When your life savings disappear when the bubble bursts again, who ya gonna blame? But what difference does it make then?

Heritage Foundation fellow Stephen Moore has an interesting — and all too familiar — lede on one of his two columns posted online Friday.

Moore tells of his 13-year-old son talking at the dinner table about how Franklin Roosevelt ended the Great Depression. That’s what his history book says. “Of course, the New Deal exacerbated the pain and financial devastation of a stock market crash, and unemployment lingered in double digits for a decade after Roosevelt was elected until the start of World War II. We get this kind of rampant revisionism because the left writes the history books — which they are doing right now,” Moore morosely relates.

He goes on to note how the Great Recession is being blamed on greedy bankers and a lack of regulation, and now Ben Bernanke in the Wall Street Journal is claiming he saved the economy with $3 trillion in quantitative easing and zero interest rates, though this is what actually created the crash.

“As my fellow Heritage colleague Norbert Michel and other scholars have thoroughly documented, the crash of 2008 was caused by government policies and regulatory failure, including easy money policies that flooded the markets with debt,” Moore writes. “Within a decade, these policies led to preposterous mortgage loans being issued, and massive over-leverage of government, companies, and households.”

Easy credit caused housing prices to balloon until they burst in a foreclosure crisis.

In a separate column on the same theme in Investor’s Business Daily, Moore points out that Fannie and Freddie are again guaranteeing mortgages with down payments as low as 3 percent — “the same subprime mortgages that crashed eight years ago.
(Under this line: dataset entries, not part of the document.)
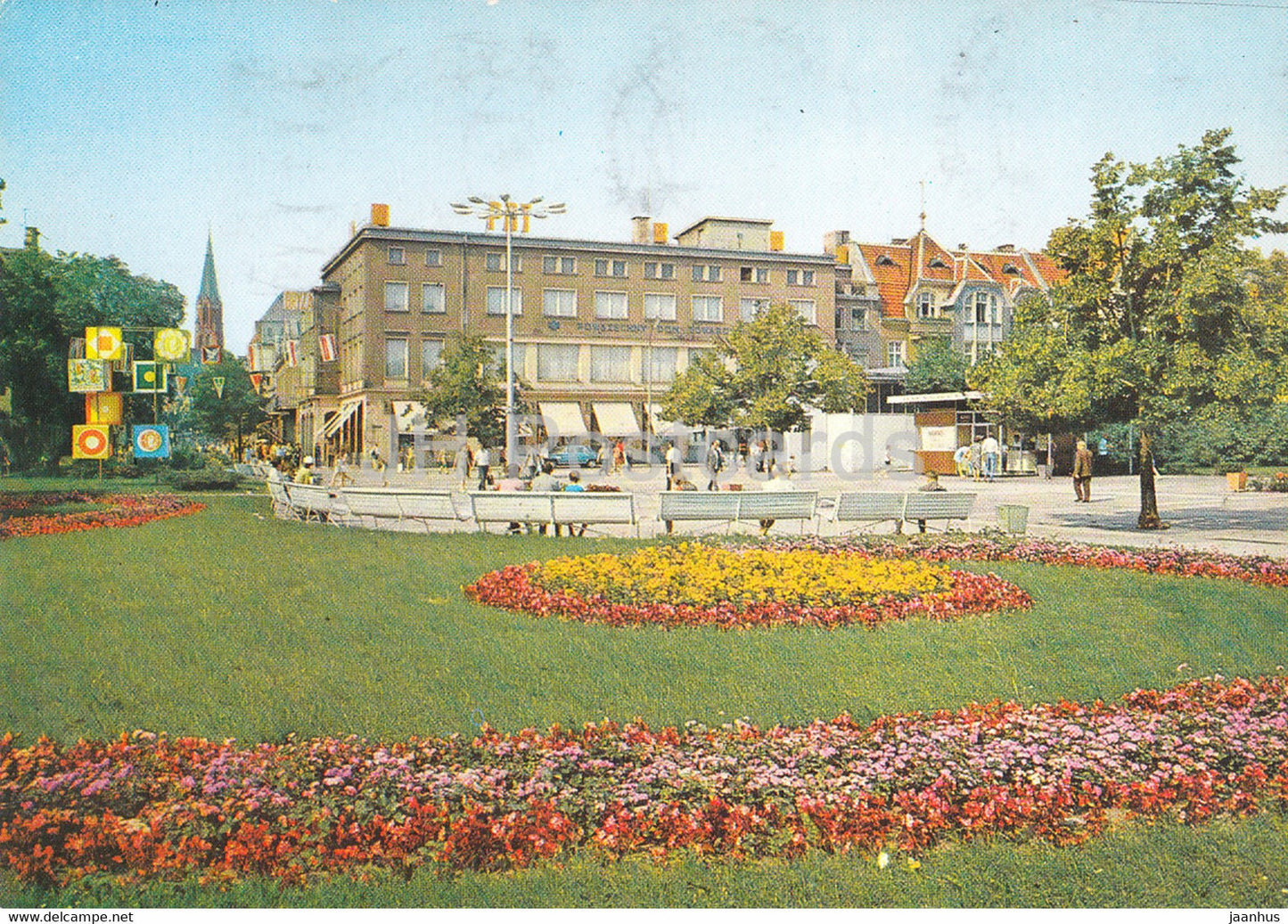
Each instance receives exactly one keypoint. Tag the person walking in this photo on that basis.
(1082, 472)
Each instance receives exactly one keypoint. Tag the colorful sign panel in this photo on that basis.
(150, 376)
(103, 408)
(151, 440)
(87, 375)
(92, 442)
(103, 342)
(171, 345)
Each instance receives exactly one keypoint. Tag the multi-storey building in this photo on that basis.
(601, 329)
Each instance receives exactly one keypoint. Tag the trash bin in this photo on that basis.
(1013, 518)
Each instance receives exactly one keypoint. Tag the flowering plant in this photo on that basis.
(21, 513)
(146, 805)
(693, 583)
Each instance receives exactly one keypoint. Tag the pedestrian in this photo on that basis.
(485, 463)
(715, 465)
(673, 465)
(1082, 472)
(992, 452)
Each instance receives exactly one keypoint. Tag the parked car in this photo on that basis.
(573, 454)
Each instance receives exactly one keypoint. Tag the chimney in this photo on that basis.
(833, 241)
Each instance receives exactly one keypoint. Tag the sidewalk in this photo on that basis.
(1201, 510)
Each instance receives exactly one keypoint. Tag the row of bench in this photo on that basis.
(353, 506)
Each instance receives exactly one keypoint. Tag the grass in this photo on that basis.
(225, 625)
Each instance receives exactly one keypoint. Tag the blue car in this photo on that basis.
(573, 454)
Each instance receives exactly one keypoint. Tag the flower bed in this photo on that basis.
(703, 585)
(20, 513)
(151, 807)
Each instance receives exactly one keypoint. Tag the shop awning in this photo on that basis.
(563, 419)
(669, 428)
(616, 419)
(333, 425)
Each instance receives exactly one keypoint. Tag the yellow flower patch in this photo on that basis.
(702, 576)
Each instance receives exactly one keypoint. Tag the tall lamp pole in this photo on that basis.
(514, 217)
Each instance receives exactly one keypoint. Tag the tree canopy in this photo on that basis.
(1154, 319)
(766, 375)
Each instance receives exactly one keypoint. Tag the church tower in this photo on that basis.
(210, 312)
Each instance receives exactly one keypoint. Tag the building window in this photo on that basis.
(610, 364)
(805, 307)
(431, 356)
(750, 307)
(659, 307)
(610, 304)
(559, 266)
(496, 261)
(708, 307)
(659, 271)
(556, 362)
(661, 364)
(611, 268)
(433, 298)
(396, 296)
(396, 356)
(559, 303)
(496, 300)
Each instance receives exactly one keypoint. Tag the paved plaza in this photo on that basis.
(1201, 510)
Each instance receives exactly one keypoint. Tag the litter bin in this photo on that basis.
(1013, 518)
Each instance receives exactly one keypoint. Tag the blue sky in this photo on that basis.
(132, 127)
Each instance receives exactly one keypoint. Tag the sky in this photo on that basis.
(136, 127)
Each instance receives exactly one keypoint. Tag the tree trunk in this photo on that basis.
(1148, 518)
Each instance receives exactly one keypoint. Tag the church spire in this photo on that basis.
(210, 309)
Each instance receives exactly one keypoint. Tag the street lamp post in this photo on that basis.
(512, 214)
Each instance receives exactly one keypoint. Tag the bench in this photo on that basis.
(398, 504)
(738, 506)
(868, 507)
(315, 502)
(937, 504)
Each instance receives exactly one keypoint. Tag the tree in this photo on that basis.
(938, 367)
(1153, 322)
(471, 382)
(766, 375)
(45, 300)
(232, 414)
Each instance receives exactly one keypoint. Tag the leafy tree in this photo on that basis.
(471, 382)
(1154, 321)
(45, 300)
(938, 367)
(766, 375)
(232, 414)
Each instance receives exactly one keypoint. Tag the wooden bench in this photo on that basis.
(738, 506)
(868, 507)
(937, 504)
(315, 502)
(398, 504)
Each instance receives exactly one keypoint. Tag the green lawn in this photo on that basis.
(226, 625)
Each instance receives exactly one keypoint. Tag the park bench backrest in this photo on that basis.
(868, 507)
(593, 507)
(777, 504)
(697, 504)
(938, 506)
(378, 502)
(427, 504)
(510, 506)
The housing lobby demands it, and Congress complies. So taxpayers are back on the hook with the same Fannie and Freddie policies that required $150 billion in bailouts.”

The blame game is easy to play after the fact, but the problem is that no one is learning from the history just what caused the problem and acting to prevent a reoccurrence.

Here is a run down from 2008 trying to explain what caused the Great Recession — a partial list at best:

  • The Federal Reserve, which slashed interest rates after the dot-com bubble burst, making credit cheap.

  • Home buyers, who took advantage of easy credit to bid up the prices of homes excessively.

  • Congress, which continues to support a mortgage tax deduction that gives consumers a tax incentive to buy more expensive houses.

  • Real estate agents, most of whom work for the sellers rather than the buyers and who earned higher commissions from selling more expensive homes.

  • The Clinton administration, which pushed for less stringent credit and downpayment requirements for working- and middle-class families.

  • Mortgage brokers, who offered less-credit-worthy home buyers subprime, adjustable rate loans with low initial payments, but exploding interest rates.

  • Former Federal Reserve chairman Alan Greenspan, who in 2004, near the peak of the housing bubble, encouraged Americans to take out adjustable rate mortgages.

  • Wall Street firms, who paid too little attention to the quality of the risky loans that they bundled into Mortgage Backed Securities (MBS), and issued bonds using those securities as collateral.

  • The Bush administration, which failed to provide needed government oversight of the increasingly dicey mortgage-backed securities market.

  • An obscure accounting rule called mark-to-market, which can have the paradoxical result of making assets be worth less on paper than they are in reality during times of panic.

  • Collective delusion, or a belief on the part of all parties that home prices would keep rising forever, no matter how high or how fast they had already gone up.

Sound familiar?

They left out federal government debt.

In 2008 the debt was $10 trillion. Now it is $18 trillion, but low interest rates are protecting Obama and foisting the problem onto the next administration, possibly a Republican one, to take the blame. Obama wants to raise the debt ceiling and have Congress let him write a blank check.

Even Donald Trump, whose crystal ball is often clouded, sees the problem ahead. He told The Hill recently a crash is coming. “You know who gets hurt the most? People who practice the American dream and did what should have been the right way — the people that went through 40 years of their life and saved a hundred dollars every week …” Trump said. “They worked all their lives to save and now what happens is they’re being forced into an inflated stock market and at some point they’ll get wiped out.”

Moore concludes:

“The point is that government and politicians have no learning curve. All of the conditions of financial wreckage are reappearing. The presidential candidates should start warning voters that Washington is rebuilding another financial house of cards.

“If they don’t, when the financial crash comes and Americans see their life savings disappear, the media and the history books will again blame conservatives for the destruction from the rampant financial negligence of government.”